Well, we do integrated resource planning every other year, so we are in the midst of that planning right now. And as we get through our integrated resource planning process, we'll put together a 20-year forecast of how best to meet those needs. And we have both a near-term and a long-term plan, and then we execute around those plans.
Next question from Vedula Murti of Avon Capital.
I'm wondering now, you filed the rate case in Washington as a 2-year proposal. I'm wondering with -- given that's a 2-year proposal and having that flexibility going forward, it doesn't appear, though, that, at least right now, having that ability is going to compress the time period over which the current lag of 105 basis points would be addressed. It sounds like it's more something that once you are able to true that lag up post 2022, that in the future, that, that lag simply will have the opportunity to not recur, to be minimized. Is that the right way to think about it?
I don't -- I'm not exactly sure I understand, Vedula, what you're saying. We're filing the rate cases that we expect to reduce our lag over time. Some of that lag, by the fact that -- as mentioned earlier on the call, that in Washington, our largest jurisdiction, we won't, in the first year, have the opportunity to have rates go into effect prior to April 1. And with the first quarter being one of our larger quarters in the year, we do expect to have continuing lag in 2020. And we may not get everything we ask for, so it may take some time in that 2020 time frame. And the commission, we have to work with the commission and all the parties to get that into effect. So that could be spread over those 2 years. And then we also have the opportunity in 2022 to have another case filed at the end of the 2-year plan. So it's a combination of things.
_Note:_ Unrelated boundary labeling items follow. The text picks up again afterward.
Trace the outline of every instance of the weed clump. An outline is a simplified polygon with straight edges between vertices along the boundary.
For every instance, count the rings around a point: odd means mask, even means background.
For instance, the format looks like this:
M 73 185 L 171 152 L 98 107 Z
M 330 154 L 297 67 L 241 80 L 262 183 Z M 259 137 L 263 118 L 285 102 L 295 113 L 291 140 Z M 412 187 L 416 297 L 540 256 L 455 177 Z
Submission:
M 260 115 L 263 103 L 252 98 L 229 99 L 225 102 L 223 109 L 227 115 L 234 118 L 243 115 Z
If we get treatment that is more favorable early, we can reduce the time frame of that lag. If we -- but we don't -- we're not -- what we are anticipating is by 2022, we'll have our opportunity to get that lag to 0 or the 105 basis points. And we will continue to work to make that sooner if possible, but that's not our expectation in our guidance.
Okay. And are there any specific items -- there was a discussion about the IRP and some other things in terms of -- that we ought to pay attention to that could be a material uptick to -- I think it's $405 million approximately CapEx run rate that you currently have through the 2022 time frame.
I would say not in the near term. I think those are much more longer-term items that we may have opportunities for looking at our capital, and we'll look at that. But in the near term, I would look through 2022 and expect us to continue to spend our $405 million of capital at Avista Utilities as well as the capital we spend at Alaska and our other businesses.
[Operator Instructions] Question from Chris Ellinghaus of Williams Capital again.
Guys, one more thing on SB 5116. It seems to be encouraging of acquisition of resources. Did you interpret it that way as well?
Chris, this is Kevin Christie again. It's simply providing for that possibility to the extent that that's what makes the most sense as we move forward with our resource planning and the opportunity to keep costs as low as possible for our customers.
So do you see the language of the bill being incrementally an opportunity along the acquisition front?
Sure. It is in the sense that we would be able to earn on the PPA, forward PPA. And that wasn't possible in the past, so that is an opportunity.
[Operator Instructions] And it looks like we have no more questions.
I would like to thank everyone for joining us today. We certainly appreciate your interest in our company. Have a great day.
Thank you. Ladies and gentlemen, this concludes today's conference. Thank you for your participation. You may now disconnect.